Several key provisions of the 2017 Tax Cuts and Jobs Act are scheduled to expire this year, and the American Farm Bureau Federation (AFBF) is urging Congress to act. The expiring measures have provided critical tax relief for farm families, many of whom are already facing tight margins and rising costs.
AFBF Associate Economist Samantha Ayoub explains that while corporate tax cuts were made permanent under the 2017 law, the reductions to individual income taxes began phasing out in 2022. The most significant tax increases are expected to hit at the end of this year as more provisions expire.

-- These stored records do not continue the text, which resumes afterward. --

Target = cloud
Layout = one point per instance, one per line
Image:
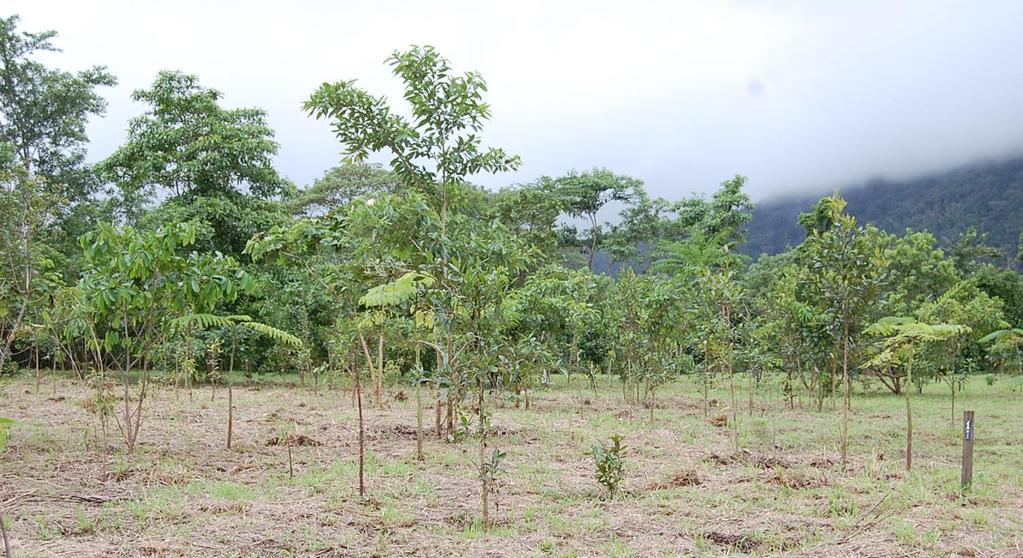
(680, 94)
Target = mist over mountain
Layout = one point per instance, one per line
(986, 195)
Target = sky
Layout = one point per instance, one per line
(795, 95)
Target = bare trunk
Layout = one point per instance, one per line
(3, 533)
(230, 396)
(362, 435)
(908, 417)
(848, 394)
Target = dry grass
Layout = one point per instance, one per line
(67, 492)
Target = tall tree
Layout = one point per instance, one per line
(43, 117)
(186, 146)
(439, 144)
(43, 111)
(585, 194)
(846, 272)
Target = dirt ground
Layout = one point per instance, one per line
(65, 491)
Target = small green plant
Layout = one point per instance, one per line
(610, 463)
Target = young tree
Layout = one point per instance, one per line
(585, 194)
(436, 148)
(901, 340)
(214, 165)
(28, 212)
(140, 292)
(846, 270)
(44, 111)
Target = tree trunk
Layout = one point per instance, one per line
(848, 395)
(484, 472)
(3, 533)
(908, 417)
(230, 396)
(418, 409)
(380, 373)
(362, 435)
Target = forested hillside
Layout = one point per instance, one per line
(988, 196)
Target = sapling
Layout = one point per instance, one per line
(610, 462)
(5, 425)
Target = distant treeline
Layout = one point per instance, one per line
(986, 196)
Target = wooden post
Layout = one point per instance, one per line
(968, 433)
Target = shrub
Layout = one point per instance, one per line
(610, 463)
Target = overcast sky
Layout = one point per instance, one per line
(679, 94)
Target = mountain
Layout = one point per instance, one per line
(988, 196)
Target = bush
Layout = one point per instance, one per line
(610, 463)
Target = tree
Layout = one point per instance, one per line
(188, 146)
(140, 293)
(585, 194)
(1006, 342)
(341, 185)
(901, 339)
(949, 359)
(435, 148)
(846, 270)
(43, 112)
(531, 212)
(28, 211)
(5, 425)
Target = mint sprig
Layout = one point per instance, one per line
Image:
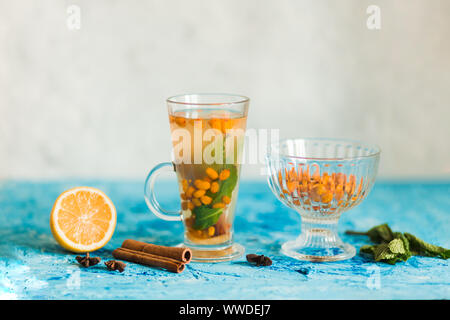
(392, 247)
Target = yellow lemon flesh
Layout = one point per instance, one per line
(83, 219)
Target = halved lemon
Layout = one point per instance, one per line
(83, 219)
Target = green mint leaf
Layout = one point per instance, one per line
(381, 234)
(396, 246)
(226, 186)
(205, 217)
(382, 252)
(422, 248)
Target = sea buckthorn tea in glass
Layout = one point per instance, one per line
(208, 133)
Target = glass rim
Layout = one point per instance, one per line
(239, 99)
(375, 154)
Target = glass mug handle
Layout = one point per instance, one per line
(149, 193)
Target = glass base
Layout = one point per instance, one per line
(318, 243)
(233, 252)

One of the most pressing concerns is the looming change to the estate tax. If Congress does not intervene, the current estate tax exemption (set at just over $13 million) will be slashed in half on January 1, 2026, dropping to $7.61 million. That change could have serious consequences for family-owned farms, where land values alone often exceed the exemption threshold.
For many farm families, the death of a loved one won’t just bring emotional loss—it could also bring a crushing financial burden. Without sufficient estate tax relief, heirs may be forced to sell land, equipment, or the entire operation just to cover the tax bill. That threatens not only the future of individual farms, but also the broader fabric of rural communities that depend on agriculture.
The Farm Bureau is calling on lawmakers to extend or make permanent the provisions that protect family farms, warning that failure to act could jeopardize generational legacies across the country.